A graduation speech that’s out of the box
Due to some oversight, I have not been asked to give any graduation speeches in this abundant season of them. Because it is heartbreaking to think that young Americans will miss the benefit of my wisdom, I have decided to jot down some advice anyway.
For the longest time, I had hoped to deliver my observations in person, but the trend is to invite famous football figures instead, because they are learned in the ways of the grunting arts.
Nothing against these worthies, but I was quite good at ping pong in elementary school, which I could have spun into an absorbing moral tale for the graduating students. After all, life is all about going back and forth, and you have to know how to take the spin with the power shots and keep up the rally.
Still, it is my hope that some speaker somewhere will deliver some remarks on my behalf. Yes, you could call this plagiarism, but I would call it flattering. So here goes, and hang on to your caps and gowns.
Dear President-cum-Alumni Appeaser-cum-Toady Fund-Raiser, Distinguished or Otherwise Faculty and Staff, Your Most Worshipful Football Coach, Parents Saved from Bankruptcy at Last, Relatives, Friends and the Graduating Class of '08: It is my great pleasure to be your commencement speaker, and let me commence by saying that I want to thank everyone involved in this happy error of judgment.
I am not here to deliver your standard "go forth and do great things" type of speech. I am here to think and speak out of the box. As you can see, I have set the box to the side of the podium here, and you might see me take a sandwich out of it from time to time because nothing fuels a telling remark more than a timely snack.
I know it is the law that I must quote the poet Robert Frost on such an auspicious occasion, but dear students, it could be worse. As your parents know to their cost, couples getting married used to have to play "Jeremiah Was a Bullfrog" at their reception, but thankfully that law has been repealed.

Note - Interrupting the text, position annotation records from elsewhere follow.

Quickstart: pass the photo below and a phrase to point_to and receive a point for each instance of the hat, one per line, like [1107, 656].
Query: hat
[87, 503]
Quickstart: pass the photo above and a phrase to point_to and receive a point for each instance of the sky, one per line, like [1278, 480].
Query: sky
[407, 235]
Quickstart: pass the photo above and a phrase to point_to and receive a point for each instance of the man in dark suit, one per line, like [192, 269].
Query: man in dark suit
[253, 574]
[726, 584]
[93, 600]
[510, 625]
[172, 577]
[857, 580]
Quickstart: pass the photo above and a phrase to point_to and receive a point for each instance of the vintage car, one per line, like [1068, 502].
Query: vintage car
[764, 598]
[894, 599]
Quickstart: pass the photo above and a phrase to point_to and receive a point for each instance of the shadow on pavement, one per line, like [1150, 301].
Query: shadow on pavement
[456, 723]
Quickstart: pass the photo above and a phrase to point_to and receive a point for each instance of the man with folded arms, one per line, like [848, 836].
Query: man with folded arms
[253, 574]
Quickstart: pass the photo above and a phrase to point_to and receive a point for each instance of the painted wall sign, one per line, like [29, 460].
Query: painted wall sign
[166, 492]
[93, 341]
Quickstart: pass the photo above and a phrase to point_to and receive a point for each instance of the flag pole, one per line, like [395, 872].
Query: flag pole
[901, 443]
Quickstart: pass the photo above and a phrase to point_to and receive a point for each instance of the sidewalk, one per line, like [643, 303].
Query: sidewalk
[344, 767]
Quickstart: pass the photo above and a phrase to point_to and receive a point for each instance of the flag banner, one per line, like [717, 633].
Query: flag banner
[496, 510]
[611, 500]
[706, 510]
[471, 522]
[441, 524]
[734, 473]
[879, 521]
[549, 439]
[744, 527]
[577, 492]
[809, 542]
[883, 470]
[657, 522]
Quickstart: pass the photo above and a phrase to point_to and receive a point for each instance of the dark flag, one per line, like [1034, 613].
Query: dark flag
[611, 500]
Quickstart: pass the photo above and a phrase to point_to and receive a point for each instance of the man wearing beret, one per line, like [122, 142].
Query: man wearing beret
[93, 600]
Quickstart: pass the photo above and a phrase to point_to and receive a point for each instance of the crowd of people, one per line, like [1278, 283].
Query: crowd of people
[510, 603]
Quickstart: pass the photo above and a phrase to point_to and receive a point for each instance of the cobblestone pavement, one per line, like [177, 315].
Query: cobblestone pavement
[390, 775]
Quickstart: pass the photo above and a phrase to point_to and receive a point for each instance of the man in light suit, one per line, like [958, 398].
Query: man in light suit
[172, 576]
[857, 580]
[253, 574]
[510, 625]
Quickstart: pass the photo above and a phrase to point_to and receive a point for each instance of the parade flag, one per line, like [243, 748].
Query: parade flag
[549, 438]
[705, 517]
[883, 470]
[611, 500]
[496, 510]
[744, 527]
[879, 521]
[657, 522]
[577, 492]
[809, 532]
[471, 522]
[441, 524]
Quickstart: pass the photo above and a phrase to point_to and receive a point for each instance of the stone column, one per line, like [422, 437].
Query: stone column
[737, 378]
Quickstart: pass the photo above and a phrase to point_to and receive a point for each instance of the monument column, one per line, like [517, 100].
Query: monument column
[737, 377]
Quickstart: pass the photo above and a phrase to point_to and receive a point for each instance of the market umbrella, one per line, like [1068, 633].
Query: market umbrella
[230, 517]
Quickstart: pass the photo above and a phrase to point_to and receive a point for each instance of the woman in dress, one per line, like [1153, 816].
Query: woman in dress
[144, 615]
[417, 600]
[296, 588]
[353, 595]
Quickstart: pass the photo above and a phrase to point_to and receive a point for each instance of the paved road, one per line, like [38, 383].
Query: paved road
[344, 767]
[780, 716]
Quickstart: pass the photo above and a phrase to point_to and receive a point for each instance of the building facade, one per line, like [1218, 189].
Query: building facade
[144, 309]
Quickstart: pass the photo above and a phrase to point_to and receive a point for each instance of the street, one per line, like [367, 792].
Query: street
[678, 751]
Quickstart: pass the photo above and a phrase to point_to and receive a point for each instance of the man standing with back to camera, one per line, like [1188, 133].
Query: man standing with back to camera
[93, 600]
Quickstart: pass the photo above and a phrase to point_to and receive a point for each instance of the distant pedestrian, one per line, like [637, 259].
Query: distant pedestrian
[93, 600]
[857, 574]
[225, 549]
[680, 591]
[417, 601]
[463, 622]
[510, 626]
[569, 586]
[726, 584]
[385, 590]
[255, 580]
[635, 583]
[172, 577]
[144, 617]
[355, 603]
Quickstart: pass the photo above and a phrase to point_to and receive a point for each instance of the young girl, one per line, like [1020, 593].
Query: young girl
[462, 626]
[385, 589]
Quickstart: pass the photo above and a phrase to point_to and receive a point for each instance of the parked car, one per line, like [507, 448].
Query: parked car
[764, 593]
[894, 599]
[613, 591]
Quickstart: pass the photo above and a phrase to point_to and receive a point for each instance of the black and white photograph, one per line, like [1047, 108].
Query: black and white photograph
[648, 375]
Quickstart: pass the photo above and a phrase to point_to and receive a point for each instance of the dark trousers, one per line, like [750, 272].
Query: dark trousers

So on the advice of my attorney, let me just say: Two roads diverged in a wood, and I -- I took the one less traveled by, And that has made all the difference.
Students, you know what this means, don't you? Unless you have a decent navigational system in your car, you will get lost. In short, you will be the thing you dread most as a young person, a loser, and that will make all the difference. You will wander from a yellow wood to some great pit of ineptitude and failure, perhaps even Congress.
New graduates, you don't want this to happen. To avoid this, you must stay abreast of all the latest technology and keep on your toes. You see, and this is the point of my speech for the benefit of you students used to sleeping through class: Life Is a Reality Show.
We live in tribes, each one more ridiculous than the other, and we compete against each other because that is what the script requires. Fortunately, you will leave college well prepared, having already been introduced to many of the indignities of life -- unspeakable food, defeat in getting dates and unbelievable squalor. But enough about life in the freshman dorms.
Life Is a Reality Show. Wait and see. When you leave this sylvan setting, you will be asked to perform stupid antics, climbing greasy poles set in pools full of crocodiles, which we older people know as Corporate Life.
Life Is a Reality Show. You won't be able to trust anyone and there's no immunity to escape the judgment of the tribal counsel (i.e., board of directors), unless, of course, one of your parents owns the company.
Not to worry, Class of 2008. Everyone can be a winner in this great land we call America. Go forth now and write your own script. Me, I am going to have a sandwich out of the box.
Reg Henry is a columnist for the Pittsburgh Post-Gazette.